More than a million people are thought to have died while in transit across the so-called 'middle passage' of the Atlantic due to the inhuman conditions aboard the slave ships and brutal suppression of any resistance. Many slaves captured from the African interior died on the long journey to the coast.

On the plantations, life expectancy was short because of poor diet and the back-breaking work. Slaves were branded with hot irons and punishment for trying to run away was whipping or execution.

What was the effect on Africa?

The forced removal of up to 25 million people made Africa's population stagnate or even decline during the slave trade, historians believe.

Some have argued that some African kingdoms were more socially and economically advanced than many European countries before 1500.

In the 14th century, the West African empire of Mali was larger than Western Europe, and reputed to be one of the richest and most powerful states in the world.

Historians continue to debate how and why African kingdoms and traders became so actively involved the slave trade.

Some suggest that the demand for free labour from Europe and the lack of a wider concept of African "identity" at the time allowed slavery to flourish.

Who profited from slavery?

Merchants in Britain, America, Europe and Africa became very rich from the slave trade.

The trade also created, sustained and relied on a large support network of shipping services, ports, and finance and insurance companies, employing thousands of people.

New industries were created processing the raw materials harvested or extracted by slaves in the Americas. Plantation owners profited from the free labour provided by slaves.

The slave trade contributed significantly to the commercial and industrial revolutions of the 18th and 19th Centuries.

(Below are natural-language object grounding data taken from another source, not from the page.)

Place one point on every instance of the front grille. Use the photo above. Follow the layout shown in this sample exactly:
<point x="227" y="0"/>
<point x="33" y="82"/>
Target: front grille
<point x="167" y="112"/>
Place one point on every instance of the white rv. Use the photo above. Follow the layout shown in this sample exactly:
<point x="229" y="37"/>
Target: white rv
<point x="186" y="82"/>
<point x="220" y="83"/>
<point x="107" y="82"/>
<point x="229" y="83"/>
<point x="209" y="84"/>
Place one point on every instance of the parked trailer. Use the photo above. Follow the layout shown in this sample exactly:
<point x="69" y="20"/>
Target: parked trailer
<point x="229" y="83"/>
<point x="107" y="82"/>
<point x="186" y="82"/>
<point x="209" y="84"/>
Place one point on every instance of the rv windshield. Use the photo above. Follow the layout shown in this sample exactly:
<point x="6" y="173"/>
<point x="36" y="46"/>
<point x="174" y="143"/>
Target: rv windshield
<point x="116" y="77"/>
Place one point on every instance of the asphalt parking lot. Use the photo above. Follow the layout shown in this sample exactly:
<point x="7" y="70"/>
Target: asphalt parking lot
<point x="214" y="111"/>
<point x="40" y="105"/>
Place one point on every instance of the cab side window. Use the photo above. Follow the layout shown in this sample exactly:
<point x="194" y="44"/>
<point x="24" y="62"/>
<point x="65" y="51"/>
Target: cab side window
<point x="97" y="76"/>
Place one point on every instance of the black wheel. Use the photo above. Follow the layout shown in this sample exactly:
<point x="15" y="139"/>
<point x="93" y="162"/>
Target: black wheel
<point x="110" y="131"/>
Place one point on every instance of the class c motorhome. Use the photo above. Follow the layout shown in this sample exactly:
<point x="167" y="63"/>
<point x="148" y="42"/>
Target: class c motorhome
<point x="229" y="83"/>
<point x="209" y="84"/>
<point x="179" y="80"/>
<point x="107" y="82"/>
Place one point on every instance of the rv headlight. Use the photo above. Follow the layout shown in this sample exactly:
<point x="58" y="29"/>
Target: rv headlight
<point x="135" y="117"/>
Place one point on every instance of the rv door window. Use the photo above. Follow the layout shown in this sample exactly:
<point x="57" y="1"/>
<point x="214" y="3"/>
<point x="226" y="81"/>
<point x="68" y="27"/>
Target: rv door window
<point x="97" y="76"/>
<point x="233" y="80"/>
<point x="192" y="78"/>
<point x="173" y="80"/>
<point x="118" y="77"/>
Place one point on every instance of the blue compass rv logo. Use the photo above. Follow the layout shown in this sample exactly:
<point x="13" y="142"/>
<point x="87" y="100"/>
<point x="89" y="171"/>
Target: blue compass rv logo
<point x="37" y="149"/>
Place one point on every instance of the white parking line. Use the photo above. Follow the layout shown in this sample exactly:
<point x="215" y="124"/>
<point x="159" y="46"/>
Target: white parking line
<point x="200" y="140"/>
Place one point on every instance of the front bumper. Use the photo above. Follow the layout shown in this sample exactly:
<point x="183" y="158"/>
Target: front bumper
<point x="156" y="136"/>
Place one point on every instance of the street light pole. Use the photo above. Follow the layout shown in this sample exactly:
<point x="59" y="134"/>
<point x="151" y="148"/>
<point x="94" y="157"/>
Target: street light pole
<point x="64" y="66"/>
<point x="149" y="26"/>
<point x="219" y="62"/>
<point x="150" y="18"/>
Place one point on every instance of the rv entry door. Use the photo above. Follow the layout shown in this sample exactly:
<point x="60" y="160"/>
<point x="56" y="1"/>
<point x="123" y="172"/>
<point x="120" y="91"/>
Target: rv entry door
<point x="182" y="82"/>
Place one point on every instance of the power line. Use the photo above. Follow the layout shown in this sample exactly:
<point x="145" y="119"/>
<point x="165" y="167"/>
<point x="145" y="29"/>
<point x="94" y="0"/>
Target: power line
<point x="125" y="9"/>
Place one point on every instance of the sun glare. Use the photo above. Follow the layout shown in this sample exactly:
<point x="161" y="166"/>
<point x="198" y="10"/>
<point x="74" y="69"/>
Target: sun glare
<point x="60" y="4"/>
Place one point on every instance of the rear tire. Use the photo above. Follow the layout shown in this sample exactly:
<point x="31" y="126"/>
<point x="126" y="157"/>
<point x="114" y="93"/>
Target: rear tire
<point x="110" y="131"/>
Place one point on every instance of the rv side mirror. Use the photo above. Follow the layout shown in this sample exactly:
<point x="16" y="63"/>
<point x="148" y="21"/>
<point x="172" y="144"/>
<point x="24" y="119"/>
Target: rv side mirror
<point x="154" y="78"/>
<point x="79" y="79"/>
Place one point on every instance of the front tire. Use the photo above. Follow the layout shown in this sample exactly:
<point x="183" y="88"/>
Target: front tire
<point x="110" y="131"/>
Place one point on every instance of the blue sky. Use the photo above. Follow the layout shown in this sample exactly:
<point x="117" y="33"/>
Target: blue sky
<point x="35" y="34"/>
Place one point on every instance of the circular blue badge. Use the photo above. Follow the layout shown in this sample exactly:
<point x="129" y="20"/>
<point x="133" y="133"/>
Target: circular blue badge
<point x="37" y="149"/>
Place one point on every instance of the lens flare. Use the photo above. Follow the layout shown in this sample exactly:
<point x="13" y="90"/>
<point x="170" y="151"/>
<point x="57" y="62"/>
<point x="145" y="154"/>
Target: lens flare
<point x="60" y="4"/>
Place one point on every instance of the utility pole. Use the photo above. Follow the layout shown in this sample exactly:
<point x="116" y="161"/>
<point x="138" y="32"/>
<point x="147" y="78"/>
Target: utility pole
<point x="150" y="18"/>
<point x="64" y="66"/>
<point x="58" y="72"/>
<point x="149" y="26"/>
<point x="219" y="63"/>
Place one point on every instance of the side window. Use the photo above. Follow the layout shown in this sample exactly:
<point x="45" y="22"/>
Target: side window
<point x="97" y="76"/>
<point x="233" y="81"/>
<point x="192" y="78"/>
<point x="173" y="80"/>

Cities such as Liverpool and Amsterdam grew wealthy as a result of the trade in humans.

How did the slave trade end?

The movement against slavery began in the late 18th Century.

Thomas Clarkson worked against the trade for more than 50 years, travelling Britain to organise meetings and distribute abolitionist literature. He pioneered a string of tactics - including boycotts of goods - which are still employed by campaign groups today.

The publication of "slave narratives" from writers such as Olaudah Equiano helped to change public perceptions of slavery.

British MP William Wilberforce campaigned vociferously against the trade for 35 years and is often given much credit for the parliamentary act banning it in 1807, and the legislation which later freed and gave rights to slaves in British territories in 1833.

While the 1807 act made slave trading illegal on paper, it took a further 60 years of dedicated Foreign Office diplomacy and Royal Navy enforcement to finally eradicate it.

Are there still slaves today?

Although slavery is illegal in every country, it still exists in many parts of the world.

In A Persistent Evil: The Global Problem of Slavery, a report published by the Harvard International Review in 2002, Richard Re suggested: "Conservative estimates indicate that at least 27 million people, in places as diverse as Nigeria, Indonesia, and Brazil, live in conditions of forced bondage". While this figure is far higher than the total transported during the historical slave trade, it represents a far smaller a proportion of the current global population.

Modern slavery is often more complicated than "chattel slavery" - where one person simply 'owns' another as their material possession. Practices which amount to slavery include sex trafficking and bonded labour, where a person's work is 'security' for a debt which they can never repay.